How to Say Goodbye - The End of Term Conversation
I’ve just come back from compering my children’s school talent show. I got to wear my favourite oranges and lemons shirt that I wore in touring theatre in Germany in the late 90s.
Now here I am wearing it again this time in front of my own kids and six hundred others. Now that’s a good audience to keep your presentation skills in check!
As we come to then end of the school year my son who is starting secondary school in September is starting to have those end of term conversations, say his goodbyes and his thank yous – at least that’s what his parents imagine and hope he’ll be saying.
An adult believes that the last conversation is the all important one, one that can carry the depth of gratitude you wish to express, with the right words at the right pace, with the right level of eye contact and for the right amount of time.
Perhaps we should release the pressure we feel and be more like children, who will be more than likely having some hand slapping, hugs and shouts of “see you around!, as they climb into parents cars or walk home via the park tomorrow afternoon.
When I return in September on the school drop it is only then that I won’t see some of the Mums and Dads I have made my nods and “mornings” to over the last six years of my son being there.

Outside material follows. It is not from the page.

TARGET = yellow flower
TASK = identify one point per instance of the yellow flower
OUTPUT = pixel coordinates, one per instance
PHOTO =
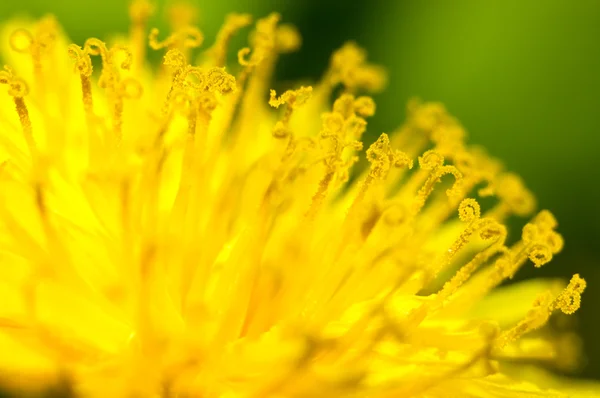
(166, 233)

If you’re reading this and leaving somewhere I would suggest that this is the conversation that you can’t plan and in many ways shouldn’t. The objective should be that there is no objective, just seeing what comes from saying farewell to those you’ll miss and those that’ll miss you.
The only thing you need to be prepared for which you can’t prepare for is how you’ll react when someone expresses kindness, and perhaps decides to hug you for the first and last time!
When my youngest leaves this school, well that will be different, that will be the end of term - end of all terms conversation that I don’t have to contemplate yet.
At the end of the talent show as all the beaming and excited kids filed out having seen their winners perform again, my middle child looked for me and held out her arms beckoning me over to hug her.
“Can I do that?” I asked the teacher next to me, who had organized the event. “Yes Jeremy, it is your privilege, she said. And with that no conversation was needed, only an action, and hugged she was!
Sometimes no conversation is needed at all.